Image © European Union
Brussels, 26 October 2017: As part of a 3 ½ year Commission investigation into individual tax rulings and schemes, subsequently extended to all EU member states in December 2014, the European Commission has formally announced that it has opened an in-depth investigation into the United Kingdom’s use of a tax exemption measure, first introduced in 2013, to selectively offer some companies a better tax treatment than others.
Competition Commissioner Margrethe Vestager said:
“All companies must pay their fair share of tax. Anti-tax avoidance rules play an important role to achieve this goal. But rules targeting tax avoidance cannot go against their purpose and treat some companies better than others. This is why we will carefully look at an exemption to the UK’s anti–tax avoidance rules for certain transactions by multinationals, to make sure it does not breach EU State aid rules.”
The Commission’s taxation investigations have already generated a huge blaze of publicity, not least with the Commission’s August 2016, conclusion that Ireland granted undue tax benefits of up to €13 billion to Apple, failure by Ireland to make adequate progress in recovery of the unlawful aid, led to it being referred to the European Court of Justice by the Commission earlier this month.
Less high profile, but no less significant, have been DG-Competition’s October 2015 negative State Aid in decisions against Luxembourg and the Netherlands for their tax agreements with Fiat and Starbucks respectively. In January 2016, the Commission concluded that selective tax advantages granted by Belgium to at least 35, mainly EU, multinationals under its “excess profit” tax scheme were similarly unlawful under EU State aid rules.
Only a matter of weeks ago, the Commission concluded that the Luxembourg tax authorities had granted undue tax benefits of up to €250 million to Amazon.
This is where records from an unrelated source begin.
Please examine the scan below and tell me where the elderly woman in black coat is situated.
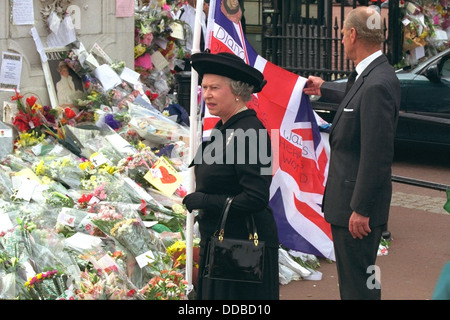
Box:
[183,52,279,300]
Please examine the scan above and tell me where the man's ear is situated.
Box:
[350,28,358,43]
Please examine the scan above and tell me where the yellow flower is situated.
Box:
[78,161,92,171]
[172,203,185,213]
[134,43,146,59]
[35,160,45,176]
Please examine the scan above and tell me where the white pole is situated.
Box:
[186,0,203,293]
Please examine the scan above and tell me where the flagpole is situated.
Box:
[186,0,203,293]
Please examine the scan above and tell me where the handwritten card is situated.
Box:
[152,51,169,71]
[144,158,183,196]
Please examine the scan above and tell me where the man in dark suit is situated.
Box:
[303,7,400,299]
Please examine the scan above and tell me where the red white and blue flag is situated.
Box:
[203,0,335,260]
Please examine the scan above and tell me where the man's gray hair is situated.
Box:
[344,6,384,44]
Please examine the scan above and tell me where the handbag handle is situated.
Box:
[216,197,258,246]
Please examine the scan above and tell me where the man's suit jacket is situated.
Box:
[321,55,400,227]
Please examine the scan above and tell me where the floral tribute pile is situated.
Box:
[0,1,202,300]
[400,0,450,67]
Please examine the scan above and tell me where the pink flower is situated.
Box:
[140,33,153,47]
[134,52,152,69]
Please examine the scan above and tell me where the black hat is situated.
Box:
[191,52,267,93]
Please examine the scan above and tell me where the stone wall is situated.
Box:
[0,0,134,112]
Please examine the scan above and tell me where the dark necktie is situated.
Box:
[345,70,358,94]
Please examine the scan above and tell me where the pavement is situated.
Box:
[280,183,450,300]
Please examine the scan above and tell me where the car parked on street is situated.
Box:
[311,48,450,146]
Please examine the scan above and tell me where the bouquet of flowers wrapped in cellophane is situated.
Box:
[33,154,83,189]
[2,217,79,300]
[74,246,143,300]
[140,255,188,300]
[128,103,190,146]
[0,243,26,300]
[92,203,165,287]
Indeed, Luxembourg continues to bear the weight of DG-Competition’s scrutiny with two ongoing in-depth investigations into concerns that tax rulings may give rise to State Aid issues in respect of McDonald’s and natural gas distributor GDF Suez (now Engie).
It is within this context that the Commission’s decision to open an in-depth investigation should be viewed, albeit yesterday’s decision is likely to be seized upon the ideological proponents of Brexit in the United Kingdom as more example of Brussels’ interference in domestic taxation arrangements, an area of Member State competency that is jealously guarded despite repeated Commission led attempts over the years to move to tax harmonisation within the EU Single Market.
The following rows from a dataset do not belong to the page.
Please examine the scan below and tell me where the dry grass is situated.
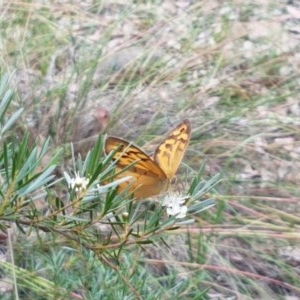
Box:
[0,0,300,299]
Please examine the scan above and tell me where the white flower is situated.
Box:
[64,172,89,193]
[162,193,188,219]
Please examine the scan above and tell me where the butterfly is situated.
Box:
[104,120,191,199]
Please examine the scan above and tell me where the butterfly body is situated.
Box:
[104,120,191,199]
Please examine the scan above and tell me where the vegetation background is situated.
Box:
[0,0,300,300]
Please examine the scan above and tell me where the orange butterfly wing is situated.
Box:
[153,120,191,179]
[104,137,169,199]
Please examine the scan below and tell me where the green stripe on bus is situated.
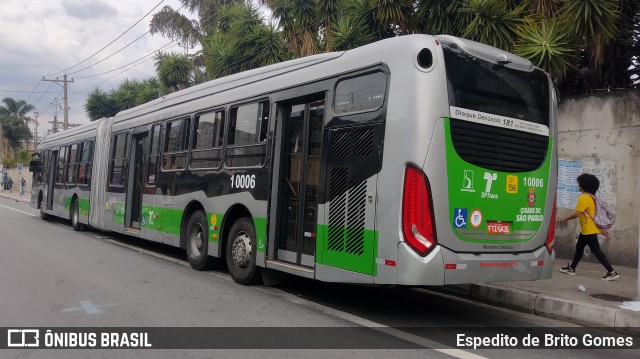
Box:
[316,224,378,276]
[253,217,267,253]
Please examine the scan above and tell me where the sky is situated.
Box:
[0,0,192,137]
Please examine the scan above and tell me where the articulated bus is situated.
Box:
[30,35,557,286]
This issue is tackled head-on in the Commission’s official press release, which explicitly recognises the United Kingdom’s (and. by extension, each Member State’s) right to organise its internal tax affairs,whilst also clearly referencing that, for as long as the UK is an EU Member State, it has all the rights and obligations of membership. In particular, the statement continues, “EU competition law, including EU State aid rules, continue to apply in full to the United Kingdom and in the United Kingdom until it is no longer a member of the EU”.
Under Article 108(2) TFEU, the decision to initiate an in-depth investigation is sent to the relevant Member State, in this case the UK. It summarises the factual and legal bases for the investigation and includes the Commission’s preliminary assessment, outlining any doubts as to the measure’s compatibility with EU state aid rules.
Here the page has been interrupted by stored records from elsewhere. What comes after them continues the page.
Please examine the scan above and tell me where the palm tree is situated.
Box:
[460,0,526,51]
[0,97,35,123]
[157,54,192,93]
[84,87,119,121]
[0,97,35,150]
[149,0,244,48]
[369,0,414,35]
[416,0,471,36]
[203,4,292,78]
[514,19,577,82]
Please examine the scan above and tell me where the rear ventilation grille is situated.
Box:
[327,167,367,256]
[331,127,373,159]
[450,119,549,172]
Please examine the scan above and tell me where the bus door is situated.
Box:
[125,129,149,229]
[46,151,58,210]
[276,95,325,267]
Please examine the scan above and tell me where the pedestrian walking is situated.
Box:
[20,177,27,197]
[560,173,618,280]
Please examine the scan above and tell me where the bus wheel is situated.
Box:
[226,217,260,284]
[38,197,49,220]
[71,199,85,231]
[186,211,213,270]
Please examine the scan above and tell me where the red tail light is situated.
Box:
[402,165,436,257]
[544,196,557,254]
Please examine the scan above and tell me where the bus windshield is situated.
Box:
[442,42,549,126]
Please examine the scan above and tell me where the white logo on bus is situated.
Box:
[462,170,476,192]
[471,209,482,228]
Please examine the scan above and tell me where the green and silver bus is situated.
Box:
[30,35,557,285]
The opening of formal investigations allows the Member States’ authorities to further explain their practices and for the Commission to gather further information from interested third parties. Member States and interested third parties have one month from the date of publication of the decision in OJEU to submit comments. The The Member State concerned will, in turn, invited to comment on observations submitted by third parties.
Whilst there is no legal deadline to complete an in-depth investigation, and its actual length depends on many factors, broadly speaking there are three possible outcomes:
- Positive decision: where the measure is no aid or the aid is compatible with the internal market.
- Conditional decision: the measure is found compatible, but its implementation is subject to the conditions stated in the decision.
- Negative decision: The measure is incompatible and cannot be implemented. The Commission in principle orders the Member State to recover aid that has already been paid out from the beneficiaries (e.g. notably in the case of the Republic of Ireland and Apple). Where the decision is on existing aid, the Commission cannot order the recovery of aid already given, but will prevent the Member State from granting future aid.
A decision to open an in-depth investigation does not prejudge the outcome of the investigation, and all decisions and procedural conduct of the Commission are subject to review by the General Court and, ultimately, by the ECJ.